Le CNCD-11.11.11 a publié mercredi le rapport sur l’aide belge au développement. Le Rapport étudie les dernières évolutions en termes de quantité de l’aide, de qualité de l’aide, ainsi que de la cohérence des politiques en faveur du développement.

Sur le plan international, le CNCD met l'accent sur la montée du nationalisme qui entraine une crise multilatérale et de nombreuses tensions sur le plan politique (au niveau des migrations par exemple) et économiques (la guerre commerciale entre la Chine et les Etats-Unis). Cependant, ces facteurs ne semblent, pour le moment, pas encore influencer les montants alloués à l’aide publique au développement : celle-ci est en effet stable, ayant atteint un total de 146,6 milliards de dollars en 2017, soit un recul de seulement 0,6% par rapport à 2016 en dollars constants. Par contre, elle entraîne des risques accrus en termes de qualité de l’aide, principalement liés aux volontés d’instrumentalisation.

Au niveau de la quantité de l'aide belge, celle-ci a enregistré une baisse de 6% entre 2016 et 2017, passant de 2,08 à 1,96 milliards EUR. En 2017, l’aide aura donc enregistré une baisse cumulée de 30% depuis 2010, année où elle avait culminé à 0,64% du revenu national brut. L’objectif des 0,7% s’éloigne et la Belgique se retrouve en-deçà de la moyenne européenne. Cette diminution s’explique principalement par les coupes budgétaires qui se sont multipliées.

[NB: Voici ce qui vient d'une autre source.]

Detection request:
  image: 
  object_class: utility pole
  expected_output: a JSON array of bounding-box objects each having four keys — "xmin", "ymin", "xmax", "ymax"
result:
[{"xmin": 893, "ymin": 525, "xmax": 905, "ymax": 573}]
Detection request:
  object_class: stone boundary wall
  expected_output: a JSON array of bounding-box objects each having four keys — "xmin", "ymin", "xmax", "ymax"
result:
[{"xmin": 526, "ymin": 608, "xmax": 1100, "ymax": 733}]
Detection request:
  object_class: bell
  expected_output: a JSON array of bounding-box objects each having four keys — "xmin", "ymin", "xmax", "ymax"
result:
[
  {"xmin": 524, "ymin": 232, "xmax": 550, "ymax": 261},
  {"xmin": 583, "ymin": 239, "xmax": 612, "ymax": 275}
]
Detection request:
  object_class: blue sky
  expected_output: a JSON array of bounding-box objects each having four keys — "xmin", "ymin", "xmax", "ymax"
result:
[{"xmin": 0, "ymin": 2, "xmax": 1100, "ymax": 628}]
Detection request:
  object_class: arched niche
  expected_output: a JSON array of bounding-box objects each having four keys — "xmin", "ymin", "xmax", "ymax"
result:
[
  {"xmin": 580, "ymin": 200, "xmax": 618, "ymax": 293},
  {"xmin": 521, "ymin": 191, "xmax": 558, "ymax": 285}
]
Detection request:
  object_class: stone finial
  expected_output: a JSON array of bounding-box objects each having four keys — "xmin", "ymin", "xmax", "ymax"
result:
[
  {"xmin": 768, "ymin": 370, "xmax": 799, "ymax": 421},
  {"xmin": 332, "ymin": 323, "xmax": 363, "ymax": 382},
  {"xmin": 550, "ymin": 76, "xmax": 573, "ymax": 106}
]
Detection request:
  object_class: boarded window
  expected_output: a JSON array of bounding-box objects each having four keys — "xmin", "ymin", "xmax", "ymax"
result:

Après un premier plan de coupes budgétaires d’un montant estimé à 900 millions d'euros sous le gouvernement Di Rupo, un deuxième plan d’économie a été décidé par le gouvernement Michel pour un montant cumulé de 1,125 milliard d'euros, auquel se sont ajoutées, depuis le début de la législature, des coupes budgétaires additionnelles d’un montant cumulé de près de 450 millions d'euros.

Néanmoins, le ministre de la Coopération, Alexander De Croo, a dit partager l’objectif des 0,7%, mais "seulement à l’horizon 2030", car 'l’efficacité doit primer sur le budget' avait-il indiqué.